Today, Sabeti lives in the United States, far removed from the scrutiny that once surrounded him. Yet his past persists. Former Iranian political prisoners have filed a multi-million-dollar civil lawsuit against him in U.S. federal court, seeking roughly $225 million in damages and alleging his command responsibility over torture and abuses carried out by SAVAK interrogators. That such a figure is now elevated as an icon within parts of the monarchist movement reveals a deeper and more unsettling trend: the normalization of authoritarianism under the banner of nationalism.

Equally concerning are Reza Pahlavi’s own public statements. Rather than directly confronting the abuses of his father’s regime, he often expresses pride in it. In interviews, he has dismissed questions about repression as a fixation on the past. More troubling still, he has acknowledged maintaining contact with senior commanders of the Islamic Revolutionary Guard Corps (IRGC), arguing that their cooperation would be necessary to stabilize Iran in a post-regime scenario.

This raises a fundamental question: what kind of future is being envisioned? If the same security logic persists—whether through revived monarchist structures or alliances with elements of the IRGC—many Iranians fear they are being offered a choice between competing authoritarian systems rather than a genuine democratic transformation. A democratic republic demands accountability, pluralism, civilian governance, and respect for human rights. Secret police networks, military coercion, and hereditary power point in precisely the opposite direction.

Modern Iranian history reveals a grim cycle. The Shah’s repression helped pave the way for Khomeini’s rise. The brutality of the Islamic Republic now fuels nostalgia for the monarchy. But nostalgia cannot erase memory. No society seeking liberty can afford to romanticize its torturers.

Germany learned this lesson in the aftermath of World War II. Any attempt to rehabilitate the Gestapo or display its insignia would provoke widespread outrage, because those symbols are inseparable from fear, cruelty, and state terror.

Restoring SAVAK in a post-mullah Iran would carry the same moral weight.

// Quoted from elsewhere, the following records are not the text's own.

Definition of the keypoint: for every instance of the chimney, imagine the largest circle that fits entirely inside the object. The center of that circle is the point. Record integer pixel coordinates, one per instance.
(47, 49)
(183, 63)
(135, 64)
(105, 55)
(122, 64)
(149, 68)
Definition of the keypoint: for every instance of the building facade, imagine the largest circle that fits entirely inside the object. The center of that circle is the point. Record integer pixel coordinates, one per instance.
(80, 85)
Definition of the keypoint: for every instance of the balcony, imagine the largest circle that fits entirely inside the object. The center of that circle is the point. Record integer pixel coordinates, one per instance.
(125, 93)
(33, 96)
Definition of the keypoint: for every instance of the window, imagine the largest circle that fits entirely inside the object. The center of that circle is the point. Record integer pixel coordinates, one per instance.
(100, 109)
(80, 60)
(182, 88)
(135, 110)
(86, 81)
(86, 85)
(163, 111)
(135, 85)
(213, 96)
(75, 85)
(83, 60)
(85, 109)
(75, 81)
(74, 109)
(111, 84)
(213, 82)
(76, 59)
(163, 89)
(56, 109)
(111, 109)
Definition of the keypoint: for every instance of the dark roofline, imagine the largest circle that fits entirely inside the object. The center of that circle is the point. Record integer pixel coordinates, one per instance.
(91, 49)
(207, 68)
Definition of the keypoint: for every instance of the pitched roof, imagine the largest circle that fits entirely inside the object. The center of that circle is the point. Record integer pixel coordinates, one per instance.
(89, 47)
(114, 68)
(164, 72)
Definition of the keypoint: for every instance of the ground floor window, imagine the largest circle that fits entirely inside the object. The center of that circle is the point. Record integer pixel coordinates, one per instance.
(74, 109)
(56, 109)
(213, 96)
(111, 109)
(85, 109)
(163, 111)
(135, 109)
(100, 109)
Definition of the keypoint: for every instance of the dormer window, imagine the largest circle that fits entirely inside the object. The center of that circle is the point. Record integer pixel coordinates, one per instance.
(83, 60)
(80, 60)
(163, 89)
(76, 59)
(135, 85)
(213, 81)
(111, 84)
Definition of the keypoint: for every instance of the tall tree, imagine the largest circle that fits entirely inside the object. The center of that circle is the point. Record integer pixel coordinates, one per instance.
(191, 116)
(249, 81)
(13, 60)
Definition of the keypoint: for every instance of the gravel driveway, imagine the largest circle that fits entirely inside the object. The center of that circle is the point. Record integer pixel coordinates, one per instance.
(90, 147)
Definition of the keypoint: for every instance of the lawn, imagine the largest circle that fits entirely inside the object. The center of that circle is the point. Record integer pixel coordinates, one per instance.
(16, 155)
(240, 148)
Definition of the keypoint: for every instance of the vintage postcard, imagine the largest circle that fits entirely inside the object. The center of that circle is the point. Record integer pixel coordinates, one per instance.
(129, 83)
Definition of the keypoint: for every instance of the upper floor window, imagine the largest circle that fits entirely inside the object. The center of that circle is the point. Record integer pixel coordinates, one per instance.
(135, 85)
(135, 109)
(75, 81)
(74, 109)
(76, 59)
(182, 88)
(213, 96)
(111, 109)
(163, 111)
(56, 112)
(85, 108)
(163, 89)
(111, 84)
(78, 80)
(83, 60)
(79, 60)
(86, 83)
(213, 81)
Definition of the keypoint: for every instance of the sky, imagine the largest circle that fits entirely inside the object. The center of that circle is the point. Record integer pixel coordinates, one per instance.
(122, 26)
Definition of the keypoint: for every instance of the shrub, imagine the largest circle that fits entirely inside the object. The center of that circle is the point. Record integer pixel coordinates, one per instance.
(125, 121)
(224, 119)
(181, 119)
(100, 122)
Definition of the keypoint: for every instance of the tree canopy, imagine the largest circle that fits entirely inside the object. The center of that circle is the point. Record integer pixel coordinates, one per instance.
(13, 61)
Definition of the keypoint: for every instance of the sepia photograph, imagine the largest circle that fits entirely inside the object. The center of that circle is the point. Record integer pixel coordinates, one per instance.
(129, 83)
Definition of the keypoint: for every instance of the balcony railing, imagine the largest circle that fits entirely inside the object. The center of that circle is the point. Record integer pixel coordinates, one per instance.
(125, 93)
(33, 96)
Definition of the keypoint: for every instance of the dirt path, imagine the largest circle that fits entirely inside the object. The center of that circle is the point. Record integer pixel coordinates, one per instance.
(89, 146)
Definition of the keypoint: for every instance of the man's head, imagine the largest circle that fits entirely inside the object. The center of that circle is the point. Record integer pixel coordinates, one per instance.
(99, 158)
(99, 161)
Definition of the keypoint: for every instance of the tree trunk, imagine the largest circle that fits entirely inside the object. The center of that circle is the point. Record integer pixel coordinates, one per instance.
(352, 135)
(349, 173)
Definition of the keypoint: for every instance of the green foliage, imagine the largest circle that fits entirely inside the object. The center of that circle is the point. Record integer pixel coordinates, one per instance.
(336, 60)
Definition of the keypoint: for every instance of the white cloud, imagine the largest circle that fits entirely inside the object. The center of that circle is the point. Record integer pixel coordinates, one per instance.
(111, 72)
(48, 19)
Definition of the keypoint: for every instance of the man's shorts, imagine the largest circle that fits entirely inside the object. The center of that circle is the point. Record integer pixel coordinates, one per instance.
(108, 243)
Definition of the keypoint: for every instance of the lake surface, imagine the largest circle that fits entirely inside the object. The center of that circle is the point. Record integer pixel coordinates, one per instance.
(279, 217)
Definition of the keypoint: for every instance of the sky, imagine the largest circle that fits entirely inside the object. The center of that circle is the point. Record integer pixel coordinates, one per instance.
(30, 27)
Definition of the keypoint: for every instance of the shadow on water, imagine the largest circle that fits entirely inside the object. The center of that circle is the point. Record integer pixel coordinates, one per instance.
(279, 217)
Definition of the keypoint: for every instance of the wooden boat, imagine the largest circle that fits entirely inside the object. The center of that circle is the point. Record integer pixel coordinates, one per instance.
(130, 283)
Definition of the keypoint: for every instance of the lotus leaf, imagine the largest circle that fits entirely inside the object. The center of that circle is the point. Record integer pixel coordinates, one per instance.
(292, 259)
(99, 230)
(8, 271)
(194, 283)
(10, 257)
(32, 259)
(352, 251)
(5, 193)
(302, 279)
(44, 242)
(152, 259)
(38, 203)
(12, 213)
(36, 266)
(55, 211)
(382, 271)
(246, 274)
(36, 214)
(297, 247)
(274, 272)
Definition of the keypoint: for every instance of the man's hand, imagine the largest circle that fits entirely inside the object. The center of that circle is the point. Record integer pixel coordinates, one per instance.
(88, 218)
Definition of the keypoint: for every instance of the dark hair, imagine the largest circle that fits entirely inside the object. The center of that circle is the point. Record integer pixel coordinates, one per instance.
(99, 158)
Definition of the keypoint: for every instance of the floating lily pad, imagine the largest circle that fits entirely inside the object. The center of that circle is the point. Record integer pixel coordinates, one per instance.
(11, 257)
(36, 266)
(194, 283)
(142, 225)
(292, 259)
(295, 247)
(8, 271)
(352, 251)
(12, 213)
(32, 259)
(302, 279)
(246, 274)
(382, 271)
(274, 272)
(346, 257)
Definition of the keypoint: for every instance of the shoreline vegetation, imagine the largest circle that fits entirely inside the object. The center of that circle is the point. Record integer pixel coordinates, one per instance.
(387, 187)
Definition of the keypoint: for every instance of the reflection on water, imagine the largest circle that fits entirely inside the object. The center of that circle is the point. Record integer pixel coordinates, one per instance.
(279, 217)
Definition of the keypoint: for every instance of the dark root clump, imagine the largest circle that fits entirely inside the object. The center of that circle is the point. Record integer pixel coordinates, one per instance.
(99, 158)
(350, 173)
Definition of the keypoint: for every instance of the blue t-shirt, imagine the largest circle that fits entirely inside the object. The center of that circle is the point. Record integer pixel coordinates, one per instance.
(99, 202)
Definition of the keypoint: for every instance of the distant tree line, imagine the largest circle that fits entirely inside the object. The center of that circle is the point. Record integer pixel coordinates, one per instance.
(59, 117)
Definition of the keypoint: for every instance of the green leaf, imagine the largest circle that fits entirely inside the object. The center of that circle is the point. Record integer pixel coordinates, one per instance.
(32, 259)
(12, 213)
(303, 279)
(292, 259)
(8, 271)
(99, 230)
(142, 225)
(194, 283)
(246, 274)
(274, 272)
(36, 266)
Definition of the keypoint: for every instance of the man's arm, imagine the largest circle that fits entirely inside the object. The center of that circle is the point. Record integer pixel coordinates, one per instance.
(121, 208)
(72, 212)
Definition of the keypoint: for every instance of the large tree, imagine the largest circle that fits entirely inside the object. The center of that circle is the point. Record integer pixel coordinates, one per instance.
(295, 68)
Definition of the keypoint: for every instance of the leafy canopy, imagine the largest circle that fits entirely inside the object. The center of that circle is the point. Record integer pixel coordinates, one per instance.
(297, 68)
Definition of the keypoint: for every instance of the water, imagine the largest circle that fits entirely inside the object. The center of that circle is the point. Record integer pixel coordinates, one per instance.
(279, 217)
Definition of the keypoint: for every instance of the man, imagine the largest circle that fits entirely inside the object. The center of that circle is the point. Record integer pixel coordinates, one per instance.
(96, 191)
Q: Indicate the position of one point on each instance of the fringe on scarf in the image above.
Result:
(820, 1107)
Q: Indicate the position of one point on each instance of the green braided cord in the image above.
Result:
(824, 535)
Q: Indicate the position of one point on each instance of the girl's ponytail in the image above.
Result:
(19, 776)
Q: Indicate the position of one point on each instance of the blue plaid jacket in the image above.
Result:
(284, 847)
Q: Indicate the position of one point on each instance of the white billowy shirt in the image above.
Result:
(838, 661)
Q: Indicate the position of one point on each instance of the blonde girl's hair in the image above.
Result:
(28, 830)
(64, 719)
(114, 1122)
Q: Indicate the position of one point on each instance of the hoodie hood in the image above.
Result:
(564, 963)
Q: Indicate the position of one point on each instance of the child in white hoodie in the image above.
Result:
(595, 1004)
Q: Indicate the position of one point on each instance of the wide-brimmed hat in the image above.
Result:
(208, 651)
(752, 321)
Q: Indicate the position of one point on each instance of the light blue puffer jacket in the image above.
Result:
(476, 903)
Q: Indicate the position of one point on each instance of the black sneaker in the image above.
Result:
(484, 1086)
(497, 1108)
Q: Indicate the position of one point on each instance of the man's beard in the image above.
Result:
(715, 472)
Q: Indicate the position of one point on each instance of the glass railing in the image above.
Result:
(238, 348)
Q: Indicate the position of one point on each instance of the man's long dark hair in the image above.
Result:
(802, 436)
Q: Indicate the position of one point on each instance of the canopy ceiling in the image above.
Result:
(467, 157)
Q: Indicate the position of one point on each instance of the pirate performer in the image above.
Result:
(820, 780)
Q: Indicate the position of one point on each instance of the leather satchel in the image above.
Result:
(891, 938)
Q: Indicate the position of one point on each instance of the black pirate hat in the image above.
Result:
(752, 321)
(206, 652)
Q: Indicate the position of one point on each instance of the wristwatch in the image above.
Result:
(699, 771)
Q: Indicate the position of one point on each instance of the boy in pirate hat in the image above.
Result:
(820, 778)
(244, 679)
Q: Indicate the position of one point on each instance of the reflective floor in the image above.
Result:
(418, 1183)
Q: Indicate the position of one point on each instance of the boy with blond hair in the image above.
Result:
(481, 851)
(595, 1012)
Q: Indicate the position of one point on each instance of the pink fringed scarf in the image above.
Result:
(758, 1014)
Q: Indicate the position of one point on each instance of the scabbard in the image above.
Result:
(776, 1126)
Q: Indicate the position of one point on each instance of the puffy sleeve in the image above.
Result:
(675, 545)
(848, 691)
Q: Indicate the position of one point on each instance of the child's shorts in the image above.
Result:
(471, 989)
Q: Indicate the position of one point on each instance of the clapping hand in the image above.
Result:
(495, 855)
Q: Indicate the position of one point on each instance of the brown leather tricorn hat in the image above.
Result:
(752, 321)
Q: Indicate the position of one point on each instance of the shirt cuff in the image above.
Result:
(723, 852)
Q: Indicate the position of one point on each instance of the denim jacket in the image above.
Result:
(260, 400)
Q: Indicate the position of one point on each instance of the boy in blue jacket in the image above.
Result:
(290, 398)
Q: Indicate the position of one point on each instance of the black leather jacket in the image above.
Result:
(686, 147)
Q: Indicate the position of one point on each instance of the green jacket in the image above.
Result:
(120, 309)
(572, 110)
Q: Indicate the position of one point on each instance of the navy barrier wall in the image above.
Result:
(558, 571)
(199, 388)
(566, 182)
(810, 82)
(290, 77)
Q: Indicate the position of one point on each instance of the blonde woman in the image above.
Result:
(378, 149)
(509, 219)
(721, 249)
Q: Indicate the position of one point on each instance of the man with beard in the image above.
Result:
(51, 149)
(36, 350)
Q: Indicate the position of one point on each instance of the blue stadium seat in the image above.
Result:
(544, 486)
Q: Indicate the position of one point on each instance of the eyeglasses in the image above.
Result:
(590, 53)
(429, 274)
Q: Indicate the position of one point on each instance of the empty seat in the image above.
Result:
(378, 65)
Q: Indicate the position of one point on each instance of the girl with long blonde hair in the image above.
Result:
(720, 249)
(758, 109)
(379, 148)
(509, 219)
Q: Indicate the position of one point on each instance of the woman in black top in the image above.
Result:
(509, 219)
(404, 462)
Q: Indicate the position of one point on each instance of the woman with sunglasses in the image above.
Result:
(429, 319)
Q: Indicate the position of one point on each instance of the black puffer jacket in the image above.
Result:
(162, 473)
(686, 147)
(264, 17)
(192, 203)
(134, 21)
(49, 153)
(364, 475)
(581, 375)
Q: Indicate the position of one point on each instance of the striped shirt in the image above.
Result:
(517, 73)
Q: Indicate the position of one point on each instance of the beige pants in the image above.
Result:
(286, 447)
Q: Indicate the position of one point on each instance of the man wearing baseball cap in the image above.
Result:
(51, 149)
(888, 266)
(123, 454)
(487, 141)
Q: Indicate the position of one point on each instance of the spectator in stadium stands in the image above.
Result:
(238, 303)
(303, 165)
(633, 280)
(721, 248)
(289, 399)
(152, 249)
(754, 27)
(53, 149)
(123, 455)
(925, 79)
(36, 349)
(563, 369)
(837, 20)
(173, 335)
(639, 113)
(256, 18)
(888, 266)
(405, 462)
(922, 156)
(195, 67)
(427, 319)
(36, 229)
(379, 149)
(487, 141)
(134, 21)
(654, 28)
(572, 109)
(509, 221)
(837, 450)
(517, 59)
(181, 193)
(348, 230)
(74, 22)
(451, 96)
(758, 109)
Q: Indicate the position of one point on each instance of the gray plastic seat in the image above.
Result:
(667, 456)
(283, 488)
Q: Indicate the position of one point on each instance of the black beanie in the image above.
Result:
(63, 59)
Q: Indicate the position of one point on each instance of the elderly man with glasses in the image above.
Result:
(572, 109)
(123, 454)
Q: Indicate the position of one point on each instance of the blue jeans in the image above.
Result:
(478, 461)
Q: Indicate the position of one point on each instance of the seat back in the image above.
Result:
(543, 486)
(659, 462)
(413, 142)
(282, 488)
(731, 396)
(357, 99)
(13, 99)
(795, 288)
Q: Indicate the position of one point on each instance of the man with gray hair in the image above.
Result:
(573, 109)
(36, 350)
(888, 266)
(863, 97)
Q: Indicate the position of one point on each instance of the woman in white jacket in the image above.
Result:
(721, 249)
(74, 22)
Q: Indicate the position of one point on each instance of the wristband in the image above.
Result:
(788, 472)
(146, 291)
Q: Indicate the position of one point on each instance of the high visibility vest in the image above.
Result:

It would revive the very institution that helped derail Iran’s democratic development decades ago. Iran does not need a recycled dictatorship draped in nationalism, nor continued religious authoritarianism cloaked in ideology. It needs something far more difficult and far more necessary: a democratic republic grounded in accountability, human rights, political pluralism, and the rule of law.

Any movement that glorifies SAVAK, embraces its former commanders, or relies on alliances with repressive military structures undermines that democratic promise long before it has a chance to take power.